1001 Osmanlı Hikayesi
• 08.11.2004
Vehbi Tülek
Bağdad sarayının geniş salonunda tek kişiden, Zülfikar Han'dan başka kimse yoktu. Geniş sedirde, ipek yastıklara yaslanmış, yıldızlı gökyüzünün derinliklerine dalmıştı. Bulunduğu yerde fenerler ve lambalar yakılmıştı. Zira, Arabistan gecelerine mahsus öyle bir mehtap vardı ki, Zülfikar Han isteseydi rahatça kitap bile okuyabilirdi.
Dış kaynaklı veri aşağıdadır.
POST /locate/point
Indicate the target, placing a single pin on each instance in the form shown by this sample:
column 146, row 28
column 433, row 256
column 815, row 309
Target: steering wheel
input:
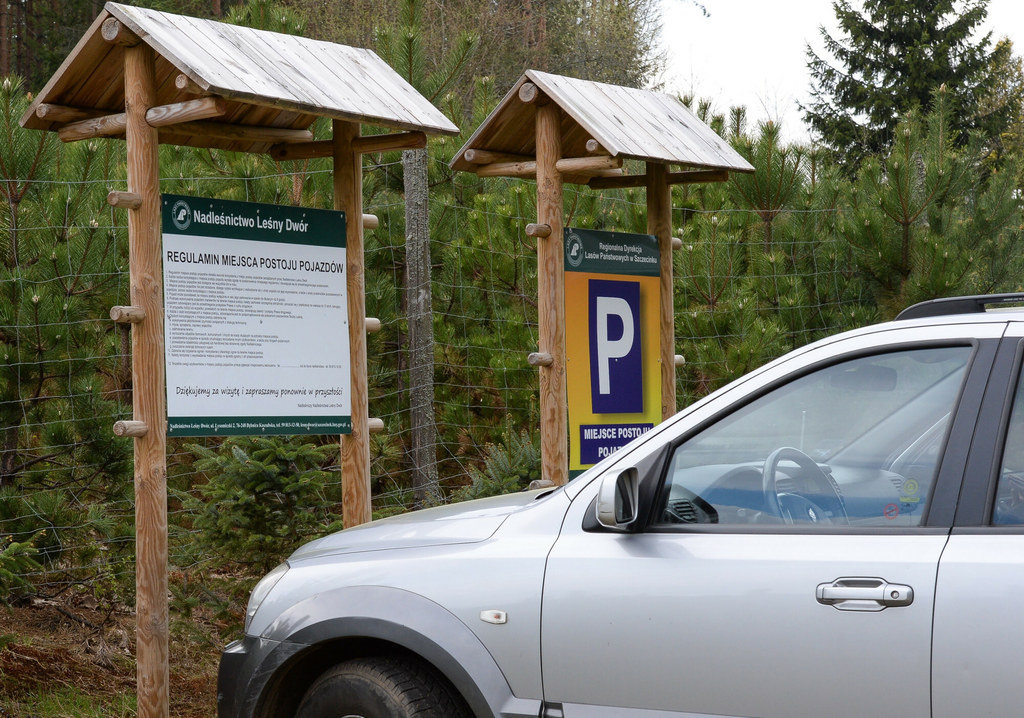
column 811, row 480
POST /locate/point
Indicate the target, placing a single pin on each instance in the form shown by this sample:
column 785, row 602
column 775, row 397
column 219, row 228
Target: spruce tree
column 890, row 57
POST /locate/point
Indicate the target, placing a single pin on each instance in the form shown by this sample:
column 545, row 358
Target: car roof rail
column 957, row 305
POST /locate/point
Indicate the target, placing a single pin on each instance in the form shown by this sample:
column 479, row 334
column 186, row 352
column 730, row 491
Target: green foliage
column 927, row 221
column 508, row 466
column 892, row 55
column 263, row 496
column 17, row 561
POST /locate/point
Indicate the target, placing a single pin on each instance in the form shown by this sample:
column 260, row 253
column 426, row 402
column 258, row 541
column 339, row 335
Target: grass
column 67, row 701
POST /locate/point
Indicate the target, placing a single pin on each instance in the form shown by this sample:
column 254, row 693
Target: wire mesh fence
column 66, row 484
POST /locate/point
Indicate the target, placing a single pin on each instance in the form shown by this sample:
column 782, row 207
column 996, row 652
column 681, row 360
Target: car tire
column 380, row 687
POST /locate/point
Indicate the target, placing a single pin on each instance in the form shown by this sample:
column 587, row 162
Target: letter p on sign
column 615, row 362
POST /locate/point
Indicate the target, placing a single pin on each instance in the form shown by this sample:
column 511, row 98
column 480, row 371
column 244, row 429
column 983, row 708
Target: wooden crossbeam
column 188, row 111
column 62, row 113
column 180, row 134
column 640, row 180
column 162, row 116
column 485, row 157
column 568, row 166
column 363, row 144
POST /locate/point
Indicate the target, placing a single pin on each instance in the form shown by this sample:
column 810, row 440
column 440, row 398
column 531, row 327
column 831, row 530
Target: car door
column 816, row 599
column 978, row 628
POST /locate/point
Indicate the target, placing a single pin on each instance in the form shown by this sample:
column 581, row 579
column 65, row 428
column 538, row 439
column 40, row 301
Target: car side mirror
column 619, row 499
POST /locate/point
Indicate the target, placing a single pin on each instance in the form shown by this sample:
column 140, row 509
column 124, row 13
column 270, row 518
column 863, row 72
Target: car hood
column 469, row 521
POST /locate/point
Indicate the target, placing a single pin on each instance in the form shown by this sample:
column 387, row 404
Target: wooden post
column 354, row 447
column 659, row 224
column 551, row 295
column 148, row 400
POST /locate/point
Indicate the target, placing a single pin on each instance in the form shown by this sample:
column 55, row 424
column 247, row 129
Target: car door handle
column 863, row 594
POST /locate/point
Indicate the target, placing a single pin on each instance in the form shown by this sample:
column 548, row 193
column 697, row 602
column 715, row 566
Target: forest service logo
column 573, row 250
column 181, row 214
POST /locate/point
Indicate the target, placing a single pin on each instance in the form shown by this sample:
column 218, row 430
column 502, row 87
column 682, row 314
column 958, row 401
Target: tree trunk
column 4, row 38
column 421, row 330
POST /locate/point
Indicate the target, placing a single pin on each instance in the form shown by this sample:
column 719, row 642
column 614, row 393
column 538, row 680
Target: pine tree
column 891, row 56
column 926, row 221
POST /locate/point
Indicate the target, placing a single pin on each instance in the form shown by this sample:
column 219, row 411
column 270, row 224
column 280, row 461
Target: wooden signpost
column 558, row 129
column 153, row 77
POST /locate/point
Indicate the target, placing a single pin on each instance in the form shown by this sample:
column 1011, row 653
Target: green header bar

Böyle bir gecede insanın içinde neş'eden başka hiçbir şey olmamalıydı. Ama Zülfikar Han hem kederli, hem de öfkeli görünüyordu. Kendi kendine söylendi:-Olamaz, bu namertliktir. Evet, İran Şahı Tahmasb beni Bağdad valisi olarak tayin etti. Ben de hizmet diye buna "kabulümdür" dedim...Dedim ama şart koştum. Şaha o gün söylediklerimi kelimesi kelimesine hatırlıyorum: "Şahım... Müslümanlara hizmet olsun diye Bağdad valiliğini kabul ederim. Lakin siz de hak verirsiniz ki, Osmanlı'ya zarar verecek bir harekete asla iştirak etmem. Bağdad vilayetinde Osmanlı aleyhinde herhangi bir davranışa asla göz yumamam. Çünkü ben bir Türkmen aşiretine mensubum." Evet, Şah benim bu şartlarımdan belki hoşlamamıştı, ama Bağdadlılar beni Türk olduğum için sev diklerini, oraya vali olduğum takdirde şehirde bir huzursuzluk çıkmayacağını iyi biliyordu. Fakat Şah sözünde durmadı. Bağdadlılaraı Osmanlı üzerine saldırıya hazırlıyor ve saraya casuslar koyarak beni bertaraf etmeye çalışıyordu.